It takes a coffee exporter in the East African Community 29 days to fill out paperwork, transport the product to a port, clear customs and load it aboard a vessel – twice as long as it takes in Brazil, according to an editorial in Bloomberg.com.
The best strategy for engaging Africa over the long haul is renewal and expansion of the African Growth and Opportunity Act that would help streamline the export process, among other things, for African countries, the editorial says.
Signed by President Bill Clinton in 2000, the agreement allows 40 countries in sub-Saharan Africa to ship products to the U.S. tariff-free.
The Africa trade agreement is a success, according to Bloomberg.com. Since 2001, African exports to the U.S. have grown 500 percent-plus to $54 billion in 2011. The African Coalition for Trade estimates that the pact created up to 1.3 million jobs.
The treaty expires at the end of 2014. Obama should ask Congress to renew it now and to broaden the law’s impact, the editorial says in Bloomberg.com.
Obama could do more to improve trade relations. Trade Africa is one of four initiatives he proposed while in Africa, focusing on an existing regional trade group, known as the East African Community, which includes Burundi, Kenya, Rwanda, Tanzania and Uganda.

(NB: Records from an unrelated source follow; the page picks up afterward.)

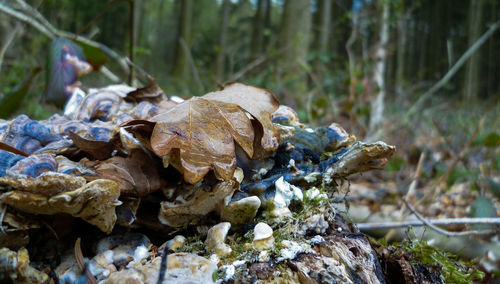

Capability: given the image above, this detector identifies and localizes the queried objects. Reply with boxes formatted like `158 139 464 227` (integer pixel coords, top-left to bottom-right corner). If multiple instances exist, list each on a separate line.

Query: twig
356 217 500 234
0 3 129 73
0 24 21 70
73 238 97 284
403 199 500 237
405 21 500 120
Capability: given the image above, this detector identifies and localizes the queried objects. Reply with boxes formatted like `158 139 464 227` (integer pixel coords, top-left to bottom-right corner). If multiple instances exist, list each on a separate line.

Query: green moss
179 234 206 255
401 241 484 283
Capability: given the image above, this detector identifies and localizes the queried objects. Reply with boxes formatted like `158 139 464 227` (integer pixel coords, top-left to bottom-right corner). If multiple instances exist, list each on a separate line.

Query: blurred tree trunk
464 0 484 101
369 1 390 134
174 0 193 81
216 0 229 83
317 0 332 53
280 0 311 104
487 1 500 97
396 13 408 93
250 0 265 58
262 0 272 52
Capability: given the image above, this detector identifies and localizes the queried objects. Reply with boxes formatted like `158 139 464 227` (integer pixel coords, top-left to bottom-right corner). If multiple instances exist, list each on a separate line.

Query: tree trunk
281 0 311 104
262 0 272 52
250 0 264 58
216 0 229 83
370 1 390 134
464 0 484 101
396 14 408 93
317 0 332 53
174 0 193 81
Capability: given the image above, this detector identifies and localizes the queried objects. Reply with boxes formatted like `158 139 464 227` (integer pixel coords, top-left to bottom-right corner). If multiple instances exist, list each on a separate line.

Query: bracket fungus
0 80 395 283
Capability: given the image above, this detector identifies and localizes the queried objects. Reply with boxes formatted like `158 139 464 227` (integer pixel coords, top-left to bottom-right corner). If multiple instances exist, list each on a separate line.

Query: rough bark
317 0 332 52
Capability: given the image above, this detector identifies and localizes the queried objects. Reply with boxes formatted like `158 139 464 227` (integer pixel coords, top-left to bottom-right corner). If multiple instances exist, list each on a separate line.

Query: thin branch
0 24 21 70
406 21 500 117
0 3 129 73
403 199 500 237
356 217 500 234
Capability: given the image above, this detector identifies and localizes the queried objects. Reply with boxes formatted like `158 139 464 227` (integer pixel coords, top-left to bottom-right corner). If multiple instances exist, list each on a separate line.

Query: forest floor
342 102 500 283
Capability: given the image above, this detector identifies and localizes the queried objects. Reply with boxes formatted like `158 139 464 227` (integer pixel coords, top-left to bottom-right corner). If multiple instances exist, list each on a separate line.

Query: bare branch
357 199 500 237
356 217 500 233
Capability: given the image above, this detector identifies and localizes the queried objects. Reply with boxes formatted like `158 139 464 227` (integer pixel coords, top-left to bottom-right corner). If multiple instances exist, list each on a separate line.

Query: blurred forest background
0 0 500 280
0 0 500 181
0 0 500 127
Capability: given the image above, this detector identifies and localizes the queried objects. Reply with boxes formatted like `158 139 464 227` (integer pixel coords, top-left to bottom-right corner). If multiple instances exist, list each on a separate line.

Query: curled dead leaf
87 150 162 197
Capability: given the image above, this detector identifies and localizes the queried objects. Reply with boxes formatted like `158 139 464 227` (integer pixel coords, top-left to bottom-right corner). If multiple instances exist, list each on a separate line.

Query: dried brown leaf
85 150 162 197
151 98 254 184
151 83 279 184
203 82 280 151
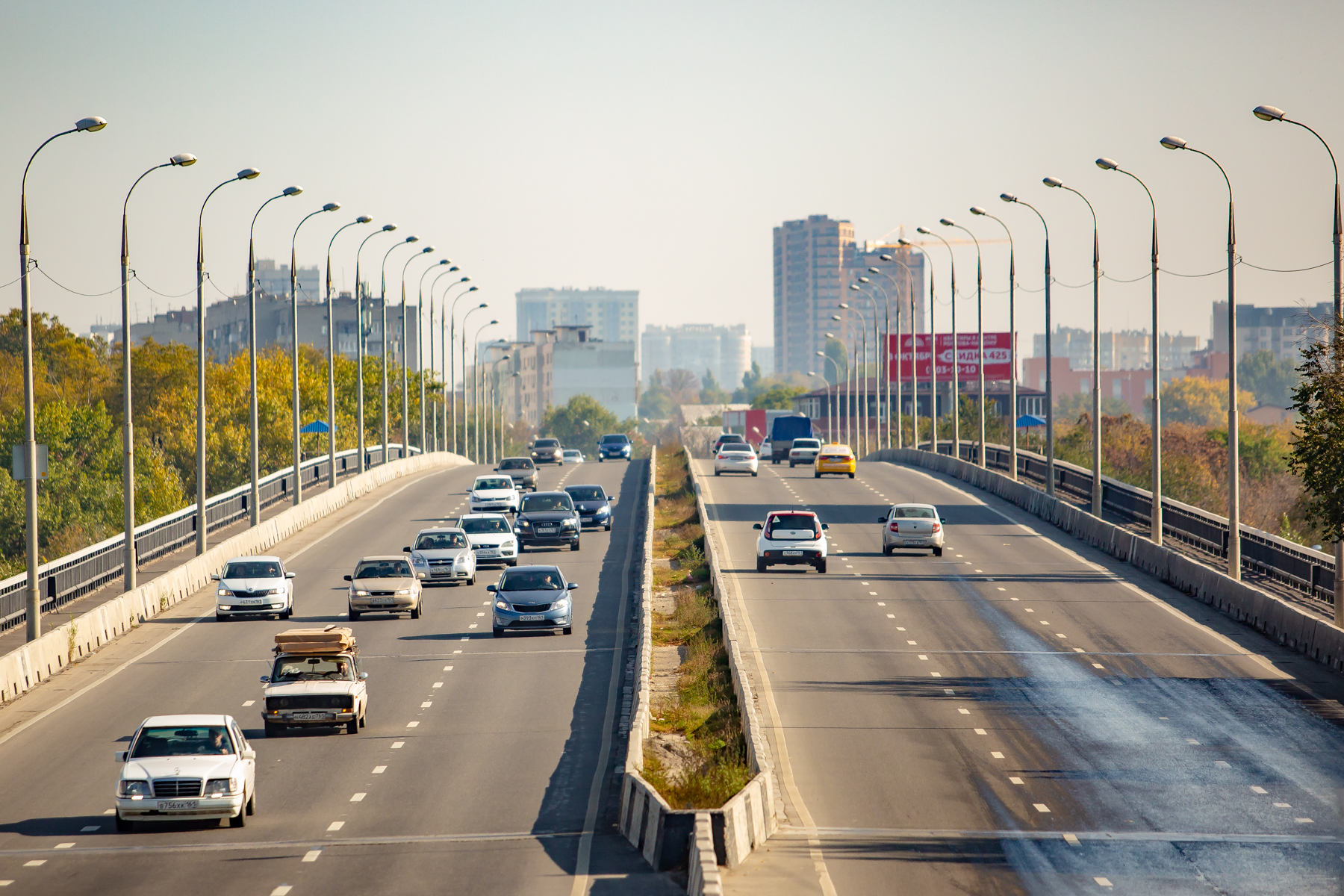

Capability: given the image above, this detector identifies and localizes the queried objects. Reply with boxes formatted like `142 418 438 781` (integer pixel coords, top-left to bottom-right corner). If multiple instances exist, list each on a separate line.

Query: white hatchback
714 442 759 476
467 476 517 513
116 716 257 832
210 558 294 622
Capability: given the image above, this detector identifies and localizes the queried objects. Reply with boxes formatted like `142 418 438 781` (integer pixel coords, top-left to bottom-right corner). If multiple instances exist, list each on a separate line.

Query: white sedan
116 716 257 832
467 476 519 513
714 442 759 476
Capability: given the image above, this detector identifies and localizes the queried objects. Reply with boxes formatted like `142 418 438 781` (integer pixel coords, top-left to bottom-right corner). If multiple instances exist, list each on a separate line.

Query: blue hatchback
597 432 632 464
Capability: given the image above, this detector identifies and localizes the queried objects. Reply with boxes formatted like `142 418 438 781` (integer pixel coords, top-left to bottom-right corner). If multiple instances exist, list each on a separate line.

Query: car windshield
131 726 234 759
355 560 411 579
225 560 279 579
462 517 512 535
766 513 817 538
523 491 574 513
472 476 514 491
500 570 561 591
415 532 467 551
270 657 355 682
564 485 606 501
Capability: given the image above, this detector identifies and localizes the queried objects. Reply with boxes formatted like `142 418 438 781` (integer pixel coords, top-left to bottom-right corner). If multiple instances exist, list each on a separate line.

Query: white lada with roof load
751 511 830 572
467 473 519 513
116 715 257 832
457 513 517 565
210 558 294 622
877 504 944 558
402 526 476 585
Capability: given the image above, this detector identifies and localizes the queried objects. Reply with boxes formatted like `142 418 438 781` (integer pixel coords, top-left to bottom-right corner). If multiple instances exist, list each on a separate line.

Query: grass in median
642 445 751 809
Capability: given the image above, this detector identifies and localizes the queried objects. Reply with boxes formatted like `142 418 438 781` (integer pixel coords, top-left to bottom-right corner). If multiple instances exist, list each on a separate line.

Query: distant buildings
640 324 751 392
774 215 924 375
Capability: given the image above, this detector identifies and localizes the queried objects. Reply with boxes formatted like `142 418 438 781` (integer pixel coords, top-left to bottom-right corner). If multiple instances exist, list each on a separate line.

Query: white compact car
210 558 294 622
789 439 821 469
117 716 257 832
457 513 517 565
877 504 944 558
714 442 759 476
751 511 830 572
402 526 476 585
467 474 519 513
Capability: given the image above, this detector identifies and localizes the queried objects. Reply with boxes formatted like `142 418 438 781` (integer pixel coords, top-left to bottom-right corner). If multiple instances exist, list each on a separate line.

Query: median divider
0 451 470 703
863 449 1344 672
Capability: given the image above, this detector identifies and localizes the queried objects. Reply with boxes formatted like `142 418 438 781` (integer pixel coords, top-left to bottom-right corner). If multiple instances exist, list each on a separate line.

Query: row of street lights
19 116 499 641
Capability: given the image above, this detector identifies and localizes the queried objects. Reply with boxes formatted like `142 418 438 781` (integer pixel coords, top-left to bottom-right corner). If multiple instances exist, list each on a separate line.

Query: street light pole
998 193 1055 497
121 153 196 591
326 215 373 489
247 187 304 525
971 205 1018 482
19 116 108 641
289 203 340 506
196 168 261 556
1097 158 1163 544
355 224 400 473
1253 106 1344 617
1160 137 1242 580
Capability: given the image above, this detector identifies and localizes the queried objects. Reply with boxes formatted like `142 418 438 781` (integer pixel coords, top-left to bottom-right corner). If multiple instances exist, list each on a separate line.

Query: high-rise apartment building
514 286 640 343
774 215 924 373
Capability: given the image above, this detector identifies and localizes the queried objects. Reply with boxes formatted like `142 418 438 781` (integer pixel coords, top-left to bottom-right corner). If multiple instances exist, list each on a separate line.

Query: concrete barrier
0 451 469 703
864 449 1344 672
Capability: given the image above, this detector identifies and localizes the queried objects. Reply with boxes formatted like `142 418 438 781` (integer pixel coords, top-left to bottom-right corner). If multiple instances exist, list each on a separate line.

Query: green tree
1236 351 1298 407
539 395 617 454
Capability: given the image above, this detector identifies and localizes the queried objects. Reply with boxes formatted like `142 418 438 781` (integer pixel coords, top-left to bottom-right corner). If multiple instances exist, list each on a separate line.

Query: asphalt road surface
697 461 1344 896
0 461 675 896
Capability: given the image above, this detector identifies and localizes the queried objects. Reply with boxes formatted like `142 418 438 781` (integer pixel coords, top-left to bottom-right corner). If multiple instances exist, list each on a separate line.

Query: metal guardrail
926 442 1334 606
0 444 420 632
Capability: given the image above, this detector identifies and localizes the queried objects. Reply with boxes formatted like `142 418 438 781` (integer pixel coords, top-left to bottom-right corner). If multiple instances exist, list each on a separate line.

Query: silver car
485 565 579 638
877 504 944 558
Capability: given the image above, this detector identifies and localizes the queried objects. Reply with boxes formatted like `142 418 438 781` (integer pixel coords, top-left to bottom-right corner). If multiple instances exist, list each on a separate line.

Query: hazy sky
0 0 1344 357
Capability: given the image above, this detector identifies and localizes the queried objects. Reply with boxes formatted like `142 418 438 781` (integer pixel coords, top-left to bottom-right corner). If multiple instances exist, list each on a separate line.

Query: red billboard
887 333 1013 382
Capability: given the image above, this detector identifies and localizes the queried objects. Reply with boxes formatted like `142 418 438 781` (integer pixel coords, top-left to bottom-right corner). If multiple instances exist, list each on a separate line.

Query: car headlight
117 780 152 799
205 778 238 797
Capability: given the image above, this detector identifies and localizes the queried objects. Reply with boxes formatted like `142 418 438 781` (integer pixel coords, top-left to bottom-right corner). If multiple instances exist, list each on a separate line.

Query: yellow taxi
812 442 857 479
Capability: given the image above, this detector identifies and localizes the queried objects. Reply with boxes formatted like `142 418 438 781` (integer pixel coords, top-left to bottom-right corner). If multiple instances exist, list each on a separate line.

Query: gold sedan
812 442 857 479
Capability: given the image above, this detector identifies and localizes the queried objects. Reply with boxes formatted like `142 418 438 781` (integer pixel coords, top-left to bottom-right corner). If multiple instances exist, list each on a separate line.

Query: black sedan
514 491 581 553
564 485 615 532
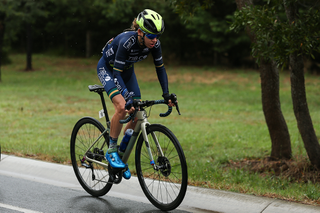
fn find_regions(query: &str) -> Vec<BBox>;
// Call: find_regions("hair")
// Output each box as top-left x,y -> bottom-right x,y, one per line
124,18 -> 139,31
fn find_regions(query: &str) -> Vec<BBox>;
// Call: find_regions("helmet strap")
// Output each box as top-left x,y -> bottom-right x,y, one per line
138,34 -> 146,47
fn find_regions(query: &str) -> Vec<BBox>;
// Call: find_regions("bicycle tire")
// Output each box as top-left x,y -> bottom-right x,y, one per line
70,117 -> 112,197
135,124 -> 188,211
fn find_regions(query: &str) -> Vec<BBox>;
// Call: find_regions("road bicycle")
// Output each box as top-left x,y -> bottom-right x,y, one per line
70,85 -> 188,211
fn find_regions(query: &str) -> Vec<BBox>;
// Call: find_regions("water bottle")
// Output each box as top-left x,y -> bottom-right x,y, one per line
119,129 -> 133,152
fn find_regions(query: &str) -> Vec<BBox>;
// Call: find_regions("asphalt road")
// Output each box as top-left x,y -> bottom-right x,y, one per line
0,155 -> 320,213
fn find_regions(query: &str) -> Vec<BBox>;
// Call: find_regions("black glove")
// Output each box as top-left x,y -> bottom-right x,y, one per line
121,88 -> 133,110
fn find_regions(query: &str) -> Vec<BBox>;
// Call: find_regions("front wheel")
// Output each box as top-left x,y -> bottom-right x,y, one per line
70,117 -> 112,197
135,124 -> 188,211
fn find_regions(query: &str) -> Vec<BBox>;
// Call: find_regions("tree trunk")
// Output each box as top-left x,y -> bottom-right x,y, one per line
284,1 -> 320,169
0,13 -> 6,82
26,23 -> 32,71
260,60 -> 292,160
236,0 -> 292,160
86,30 -> 92,58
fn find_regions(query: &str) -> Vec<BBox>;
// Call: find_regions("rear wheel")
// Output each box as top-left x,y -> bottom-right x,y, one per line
70,117 -> 112,197
135,124 -> 188,211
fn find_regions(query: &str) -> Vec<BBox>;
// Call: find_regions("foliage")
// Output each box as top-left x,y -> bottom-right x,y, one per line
0,0 -> 255,65
0,54 -> 320,205
231,1 -> 320,66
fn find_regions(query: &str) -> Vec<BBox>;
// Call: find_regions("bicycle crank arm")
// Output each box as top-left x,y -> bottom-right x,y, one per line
85,156 -> 108,169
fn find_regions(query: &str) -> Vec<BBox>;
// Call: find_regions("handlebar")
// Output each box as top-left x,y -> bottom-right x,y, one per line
120,94 -> 181,124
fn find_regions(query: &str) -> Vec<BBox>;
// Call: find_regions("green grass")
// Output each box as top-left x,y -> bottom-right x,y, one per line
0,55 -> 320,203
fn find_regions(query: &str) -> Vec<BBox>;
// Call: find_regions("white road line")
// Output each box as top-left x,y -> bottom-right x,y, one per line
0,203 -> 41,213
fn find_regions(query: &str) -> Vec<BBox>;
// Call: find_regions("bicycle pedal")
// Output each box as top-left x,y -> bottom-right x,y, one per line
81,162 -> 91,169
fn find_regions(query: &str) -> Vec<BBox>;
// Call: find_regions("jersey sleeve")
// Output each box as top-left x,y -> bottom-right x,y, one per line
152,40 -> 169,94
113,39 -> 128,94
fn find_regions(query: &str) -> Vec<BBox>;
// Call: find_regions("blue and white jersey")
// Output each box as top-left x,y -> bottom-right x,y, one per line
102,31 -> 169,93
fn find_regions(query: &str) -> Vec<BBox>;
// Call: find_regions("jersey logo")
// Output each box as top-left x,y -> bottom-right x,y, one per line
123,36 -> 136,50
154,40 -> 160,48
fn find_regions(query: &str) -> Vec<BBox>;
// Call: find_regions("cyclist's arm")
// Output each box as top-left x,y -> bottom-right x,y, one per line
152,40 -> 169,94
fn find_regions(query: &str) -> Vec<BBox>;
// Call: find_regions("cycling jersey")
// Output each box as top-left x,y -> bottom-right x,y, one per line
97,31 -> 169,99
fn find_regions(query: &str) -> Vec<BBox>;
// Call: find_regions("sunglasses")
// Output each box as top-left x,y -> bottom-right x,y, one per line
141,30 -> 161,40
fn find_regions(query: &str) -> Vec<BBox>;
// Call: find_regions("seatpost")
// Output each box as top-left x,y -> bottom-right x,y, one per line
98,91 -> 110,128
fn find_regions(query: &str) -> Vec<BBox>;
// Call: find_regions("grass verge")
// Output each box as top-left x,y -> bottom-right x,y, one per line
0,55 -> 320,205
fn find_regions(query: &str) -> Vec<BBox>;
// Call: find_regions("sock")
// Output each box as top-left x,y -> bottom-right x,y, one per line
109,137 -> 118,149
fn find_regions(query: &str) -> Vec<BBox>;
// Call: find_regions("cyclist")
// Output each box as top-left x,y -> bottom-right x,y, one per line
97,9 -> 174,179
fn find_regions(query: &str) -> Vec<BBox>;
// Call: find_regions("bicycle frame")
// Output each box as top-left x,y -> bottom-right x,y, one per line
84,110 -> 163,169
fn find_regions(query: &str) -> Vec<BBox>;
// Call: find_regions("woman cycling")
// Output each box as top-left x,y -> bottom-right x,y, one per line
97,9 -> 174,179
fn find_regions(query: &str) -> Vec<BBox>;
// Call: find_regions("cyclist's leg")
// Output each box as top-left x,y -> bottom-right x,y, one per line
97,58 -> 126,168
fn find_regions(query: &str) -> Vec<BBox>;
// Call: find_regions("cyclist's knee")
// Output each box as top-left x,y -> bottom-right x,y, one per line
112,95 -> 126,117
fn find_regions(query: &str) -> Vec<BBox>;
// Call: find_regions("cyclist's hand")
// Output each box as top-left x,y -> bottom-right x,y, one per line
162,93 -> 178,107
124,97 -> 134,111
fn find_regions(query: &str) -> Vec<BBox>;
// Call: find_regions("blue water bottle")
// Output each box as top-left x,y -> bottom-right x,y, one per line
119,129 -> 133,152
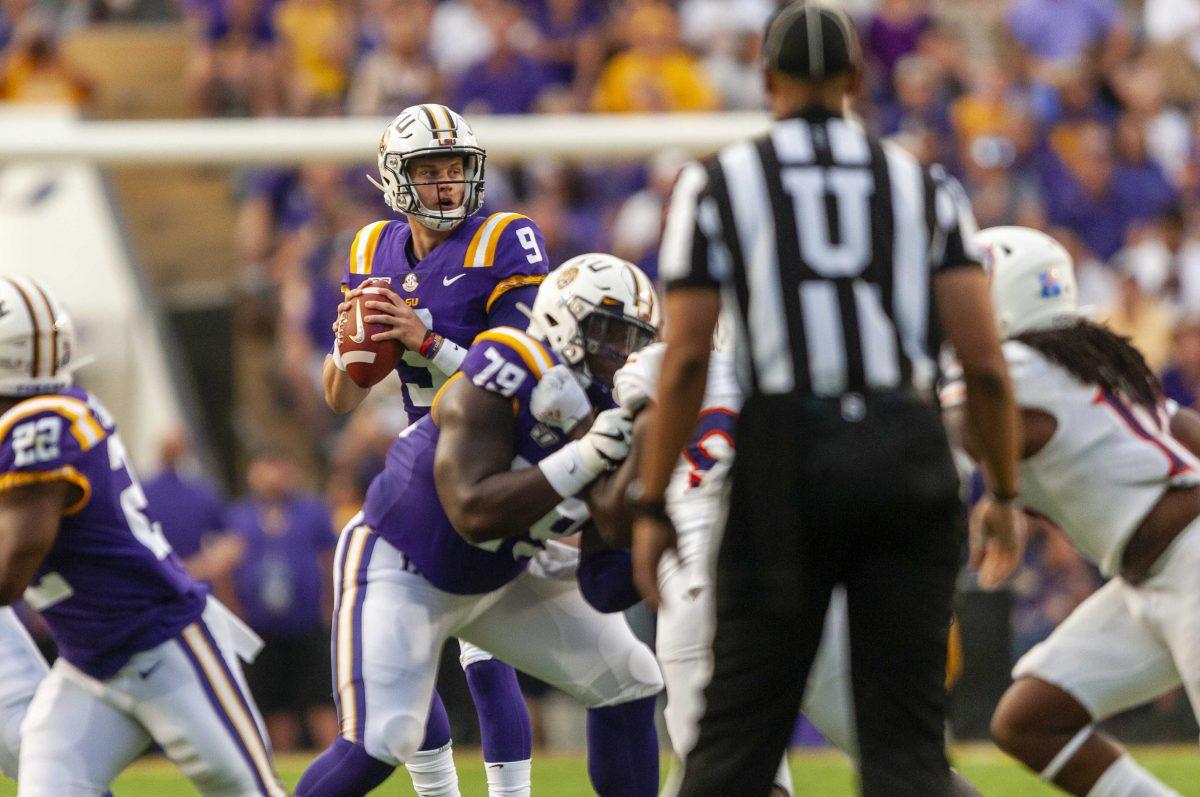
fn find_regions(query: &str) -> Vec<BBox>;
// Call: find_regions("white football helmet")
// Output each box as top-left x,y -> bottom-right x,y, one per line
529,253 -> 660,377
367,104 -> 487,232
976,227 -> 1082,338
0,276 -> 74,396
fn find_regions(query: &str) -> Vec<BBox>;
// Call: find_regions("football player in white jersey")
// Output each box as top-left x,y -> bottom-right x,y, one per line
605,340 -> 979,797
943,227 -> 1200,797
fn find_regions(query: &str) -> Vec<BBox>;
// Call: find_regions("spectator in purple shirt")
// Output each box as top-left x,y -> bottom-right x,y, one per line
1008,0 -> 1133,71
451,4 -> 553,118
1163,318 -> 1200,409
143,430 -> 245,601
227,450 -> 337,751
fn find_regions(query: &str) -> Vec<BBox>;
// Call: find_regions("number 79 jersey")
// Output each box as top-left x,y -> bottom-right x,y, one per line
0,388 -> 206,681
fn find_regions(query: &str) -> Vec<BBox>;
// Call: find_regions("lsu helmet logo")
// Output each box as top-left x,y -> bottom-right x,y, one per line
554,265 -> 580,290
1038,269 -> 1062,299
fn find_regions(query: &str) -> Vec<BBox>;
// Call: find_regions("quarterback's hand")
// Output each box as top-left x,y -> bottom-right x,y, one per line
346,284 -> 428,352
971,496 -> 1025,589
529,364 -> 592,433
576,407 -> 634,475
631,516 -> 677,611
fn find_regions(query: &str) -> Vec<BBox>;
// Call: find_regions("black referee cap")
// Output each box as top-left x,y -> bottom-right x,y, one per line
762,0 -> 859,80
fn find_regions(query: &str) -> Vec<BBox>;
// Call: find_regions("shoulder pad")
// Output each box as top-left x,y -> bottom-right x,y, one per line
462,212 -> 533,269
349,220 -> 391,276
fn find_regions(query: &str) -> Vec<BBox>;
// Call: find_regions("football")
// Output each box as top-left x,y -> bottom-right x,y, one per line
337,280 -> 404,388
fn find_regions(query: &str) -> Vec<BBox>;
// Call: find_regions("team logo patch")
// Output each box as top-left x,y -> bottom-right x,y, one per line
1038,269 -> 1062,299
554,265 -> 580,290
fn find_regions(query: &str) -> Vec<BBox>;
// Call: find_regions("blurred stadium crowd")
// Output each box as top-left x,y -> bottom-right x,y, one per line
7,0 -> 1200,741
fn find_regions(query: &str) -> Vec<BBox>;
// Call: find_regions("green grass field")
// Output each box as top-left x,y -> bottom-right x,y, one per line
0,745 -> 1200,797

Trade among them has doubled in five years and their combined output has quadrupled to $80 billion in the last 10, the report says.
U.S. and African officials plan to meet in August in Addis Ababa to assess trade. They should push to drop complex tariffs, needless checkpoints and other customs barriers that impede cross-border trade, the editorial suggests.
Why not push for customs agencies that use common technology and ultimately a single customs authority for the entire region? Or why not think even bigger and open talks over a continent-wide free-trade agreement, like Europe’s early common market?
One problem is that U.S. exporters depend on an array of government agencies for financing, the editorial says. There should be a single investment-finance agency under a unified trade policy. The White House should also ask Congress to give the agency multi-year authorizations so it can better predict its own funding, and the power to make equity investments, something now denied to the Overseas Private Investment Corp., the editorial says.
It is in the U.S.’s interest to increase trade with Africa, not only to boost American exports, but also to promote U.S. values of transparency and the rule of law, according to Bloomberg.com. (It is an added bonus that increased trade would also improve the U.S. position on the continent to compete with China, the world’s other superpower.) It is also in Africa’s interest to increase trade with the U.S., not only to expand its burgeoning middle class, but also to help lift out of poverty the millions of sub-Saharan Africans living on $1.25 a day or less, the editorial says.
If Obama demonstrates long-term commitment and demands fair play and transparency, he could vastly increase the flow of private money to Africa. The lives of millions of people would improve in the bargain.